Further, by sliding the substrate loading table 19 in the horizontal direction shown in the figure, each part of the substrate is exposed to light of the same intensity for the same time, or to the reaction gas 4 of the same concentration for the same time. shaped lamp group 12a,
Even if the illuminance of the light from 12b is non-uniform, or even if the concentration of the reaction gas 4 is unrestricted, these can be compensated for and a highly accurate semiconductor can be manufactured.

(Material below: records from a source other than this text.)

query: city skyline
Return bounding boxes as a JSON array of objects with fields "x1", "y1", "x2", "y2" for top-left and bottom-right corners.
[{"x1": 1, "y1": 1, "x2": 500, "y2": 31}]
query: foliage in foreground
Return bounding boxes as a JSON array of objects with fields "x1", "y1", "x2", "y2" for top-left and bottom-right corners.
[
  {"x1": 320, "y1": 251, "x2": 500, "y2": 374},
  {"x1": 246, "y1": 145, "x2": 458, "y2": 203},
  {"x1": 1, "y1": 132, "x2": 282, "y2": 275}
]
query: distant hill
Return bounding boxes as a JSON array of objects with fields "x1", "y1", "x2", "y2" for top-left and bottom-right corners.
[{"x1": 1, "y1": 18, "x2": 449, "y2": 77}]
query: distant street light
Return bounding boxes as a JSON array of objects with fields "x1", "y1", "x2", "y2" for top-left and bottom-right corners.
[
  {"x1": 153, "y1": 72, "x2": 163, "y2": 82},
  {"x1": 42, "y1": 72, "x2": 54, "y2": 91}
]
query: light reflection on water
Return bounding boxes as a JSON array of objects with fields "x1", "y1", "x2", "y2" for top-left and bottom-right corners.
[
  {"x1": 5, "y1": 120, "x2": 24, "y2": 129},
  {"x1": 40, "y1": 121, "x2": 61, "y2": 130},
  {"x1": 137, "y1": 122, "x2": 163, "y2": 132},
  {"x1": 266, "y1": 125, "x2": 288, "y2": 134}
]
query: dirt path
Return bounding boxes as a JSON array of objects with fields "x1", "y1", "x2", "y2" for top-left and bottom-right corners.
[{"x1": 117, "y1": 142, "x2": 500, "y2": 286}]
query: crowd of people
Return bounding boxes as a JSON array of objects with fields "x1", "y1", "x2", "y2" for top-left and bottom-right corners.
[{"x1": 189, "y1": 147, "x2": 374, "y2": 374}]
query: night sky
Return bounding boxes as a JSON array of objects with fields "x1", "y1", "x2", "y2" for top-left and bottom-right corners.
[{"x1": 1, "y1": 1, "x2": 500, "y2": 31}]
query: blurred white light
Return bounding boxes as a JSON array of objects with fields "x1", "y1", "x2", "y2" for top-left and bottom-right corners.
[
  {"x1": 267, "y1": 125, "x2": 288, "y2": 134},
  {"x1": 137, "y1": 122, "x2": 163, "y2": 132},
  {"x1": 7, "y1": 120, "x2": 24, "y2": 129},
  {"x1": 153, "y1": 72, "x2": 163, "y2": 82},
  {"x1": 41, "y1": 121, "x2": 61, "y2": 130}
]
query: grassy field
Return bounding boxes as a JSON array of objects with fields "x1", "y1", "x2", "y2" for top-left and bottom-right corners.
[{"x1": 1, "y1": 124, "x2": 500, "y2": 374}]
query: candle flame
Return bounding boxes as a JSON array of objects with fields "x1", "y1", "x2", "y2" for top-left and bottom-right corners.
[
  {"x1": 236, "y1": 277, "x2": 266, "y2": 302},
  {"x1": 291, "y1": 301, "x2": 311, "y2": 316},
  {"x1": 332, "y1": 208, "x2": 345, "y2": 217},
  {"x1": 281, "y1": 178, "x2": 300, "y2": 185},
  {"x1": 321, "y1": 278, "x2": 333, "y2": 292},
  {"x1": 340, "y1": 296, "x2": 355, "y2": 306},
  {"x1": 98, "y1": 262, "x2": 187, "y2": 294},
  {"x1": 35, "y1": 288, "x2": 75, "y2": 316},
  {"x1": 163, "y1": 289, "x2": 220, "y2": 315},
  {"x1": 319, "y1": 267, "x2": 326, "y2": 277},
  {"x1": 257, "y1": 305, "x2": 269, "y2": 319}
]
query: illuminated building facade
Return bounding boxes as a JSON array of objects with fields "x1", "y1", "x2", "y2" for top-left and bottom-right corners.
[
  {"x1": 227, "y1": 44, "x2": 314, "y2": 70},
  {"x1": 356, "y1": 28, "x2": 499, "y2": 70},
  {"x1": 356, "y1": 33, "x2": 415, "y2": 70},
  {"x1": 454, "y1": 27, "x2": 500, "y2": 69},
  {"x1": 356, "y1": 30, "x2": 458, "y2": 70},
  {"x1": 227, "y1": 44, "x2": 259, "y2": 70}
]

(Effects of the Invention) As described above, according to the semiconductor manufacturing apparatus of the present invention, the reaction chamber has a columnar shape with a substantially isosceles triangular cross section, and a group of linear lamps covered with a condensing reflector is used as a light source. The reactant gas supply ports are placed on the outside of the isosceles of the isosceles triangle, and the reaction gas supply ports are placed at both base corners of the isosceles triangle of the reaction chamber, and the discharge port is placed at the apex position, so that the gas is uniformly distributed over a wide range. It is possible to irradiate light with a high illumination intensity, and it can also prevent curving of the light entrance window, making it possible to efficiently manufacture high-precision semiconductors over a long period of time.

[Brief explanation of drawings]

FIG. 1 is a sectional view of a semiconductor manufacturing apparatus according to an embodiment of the present invention, and FIG. 2 is a sectional view of a conventional semiconductor manufacturing apparatus. 4... Reaction gas, 5... Substrate, 11... Reaction chamber,
12a+12b"" linear lamp group, 17a, 17b・-
Reaction gas supply port, 18...Reaction gas discharge port, 20a. 20b... Light condensing reflector. Note that the same reference numerals in the figures indicate the same or equivalent parts.

Claims (1)

[Claims] (1) In a semiconductor manufacturing apparatus in which light from a light source is projected onto a reaction gas in a reaction chamber to cause a photochemical reaction and a thin film is formed on a substrate placed in the reaction gas, the reaction chamber has a cross section of approximately 2. The reaction chamber has an equilateral triangular columnar shape, and a reaction gas supply port is formed at both base corners of the isosceles triangle of the reaction chamber, and a reaction gas discharge port is formed at the apex position, and the light source is located on the two slopes of the reaction chamber. A semiconductor manufacturing device comprising two sets of linear lamps arranged on the outside and each covered with a condensing reflector.